The new Code of Corporate Governance for the telecoms sector is targeted at separating the roles of the chairman from that of the Chief Operating Officer (CEO) of all licensed telecommunications company, the Nigerian Communications Commission (NCC), the industry regulator has said.
Making the disclosure shortly after it presented a guideline for the planned mandatory code of corporate governance to telecoms operators in Lagos recently, the Commission’s Secretary, Felix Adeoye, expressed the displeasure of NCC over the activities of most telecoms operators, where their chairmen also assume the position of the CEOs of the company. According to Adeoye, such situation always leave room for excessive and undue control by the same person who doubles as chairman and CEO.
NCC had in 2014, introduced the voluntary code of corporate governance for the telecoms sector. Two years after it was introduced, NCC felt the need to review the code, with the aim of making its compliance mandatory for all licensed telecoms operators, with a strong desire to separate the roles of chairman from the CEO.
“While compliance with the provisions of the industry code was initially made voluntary for a period of one year, which has since elapsed, the Commission is gradually moving towards a regime of stricter compliance, where the roles of chairman and CEO will be clearly spelt out to avoid conflict of interests,” Adeoye said.
According to him, telecoms business operation requires extensive capital investment and commensurate mental capacity to cope with the dynamism of the industry. “Typically investors are comfortable with a predictable policy and regulatory regime, which allows their investments to thrive with less interventions,” he said.
He, however, added that most telecoms operators have separated the roles of their chairman from those of CEO, but explained that some of the operators, especially the smaller operators, were yet to separate roles.
This, he said, portends great danger for the organisational structure and growth because of personal influence that may play up in the course of the business.
Adeoye said when the planned mandatory code would become effective, it would help to strengthen organisations and not to stifle their operations as widely envisaged by most telecoms operators.

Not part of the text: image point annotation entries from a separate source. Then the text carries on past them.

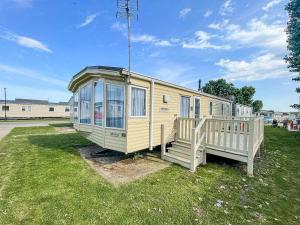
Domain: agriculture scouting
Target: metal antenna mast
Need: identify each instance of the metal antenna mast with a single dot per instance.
(128, 9)
(5, 103)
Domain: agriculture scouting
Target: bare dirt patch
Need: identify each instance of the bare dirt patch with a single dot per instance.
(118, 168)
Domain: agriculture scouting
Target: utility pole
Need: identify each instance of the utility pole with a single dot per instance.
(5, 103)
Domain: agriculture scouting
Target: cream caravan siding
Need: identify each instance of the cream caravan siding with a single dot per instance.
(34, 111)
(115, 139)
(138, 136)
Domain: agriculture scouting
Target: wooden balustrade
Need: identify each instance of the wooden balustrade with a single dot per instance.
(236, 137)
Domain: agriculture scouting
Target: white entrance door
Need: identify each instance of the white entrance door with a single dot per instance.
(197, 108)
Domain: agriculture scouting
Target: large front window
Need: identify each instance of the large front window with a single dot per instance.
(138, 102)
(98, 104)
(85, 104)
(185, 107)
(114, 106)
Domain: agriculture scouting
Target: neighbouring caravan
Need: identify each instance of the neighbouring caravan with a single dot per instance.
(127, 117)
(32, 108)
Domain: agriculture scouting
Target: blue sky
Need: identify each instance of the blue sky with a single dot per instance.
(44, 43)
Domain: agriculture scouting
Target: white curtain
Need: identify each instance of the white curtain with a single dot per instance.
(114, 106)
(98, 104)
(138, 102)
(85, 104)
(184, 107)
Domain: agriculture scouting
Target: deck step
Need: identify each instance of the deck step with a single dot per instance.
(181, 144)
(179, 153)
(184, 142)
(176, 159)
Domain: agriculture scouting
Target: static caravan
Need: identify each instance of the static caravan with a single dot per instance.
(32, 108)
(127, 116)
(132, 113)
(240, 110)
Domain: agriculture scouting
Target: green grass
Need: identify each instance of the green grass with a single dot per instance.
(36, 120)
(43, 180)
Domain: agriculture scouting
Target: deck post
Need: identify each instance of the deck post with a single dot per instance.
(193, 151)
(163, 144)
(250, 148)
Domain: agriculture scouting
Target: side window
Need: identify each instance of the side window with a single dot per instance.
(5, 108)
(138, 101)
(114, 106)
(210, 108)
(185, 107)
(75, 107)
(85, 104)
(98, 103)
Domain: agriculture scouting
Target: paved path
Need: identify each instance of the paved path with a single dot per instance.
(6, 127)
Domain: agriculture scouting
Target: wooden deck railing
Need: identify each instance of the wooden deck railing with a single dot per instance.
(239, 137)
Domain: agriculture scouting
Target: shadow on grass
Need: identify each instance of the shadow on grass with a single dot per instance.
(61, 125)
(223, 161)
(60, 142)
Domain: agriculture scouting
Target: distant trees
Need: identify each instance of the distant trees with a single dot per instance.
(293, 40)
(223, 89)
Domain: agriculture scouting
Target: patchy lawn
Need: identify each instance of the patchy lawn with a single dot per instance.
(43, 180)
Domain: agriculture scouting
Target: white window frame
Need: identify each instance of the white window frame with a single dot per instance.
(197, 97)
(103, 104)
(210, 108)
(129, 99)
(124, 104)
(79, 103)
(78, 112)
(189, 108)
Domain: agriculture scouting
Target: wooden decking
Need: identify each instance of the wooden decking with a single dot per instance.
(231, 137)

Another area, which the code is also targeting, according to Adeoye, is passive board members of telecoms organisations, where such passive board members meet once in a year, thus making it difficult for the board members to discharge its primary oversight duties.
“It must be clearly stated that the board of any organisation occupies a strategic position in the affairs of the company and as the policy drivers of the company, it has the responsibility of ensuring compliance with the provisions of the code,” Adeoye said.
Under the planned mandatory code, there will be consequences for breaches, especially in the areas of board representative and the performing of dual functions by a single staff. While he said there would also be sanctions, Adeoye stressed that emphasis would not be on sanctions, but in entrenching an abiding culture of good corporate governance practices that will sustain the industry beyond the present generation.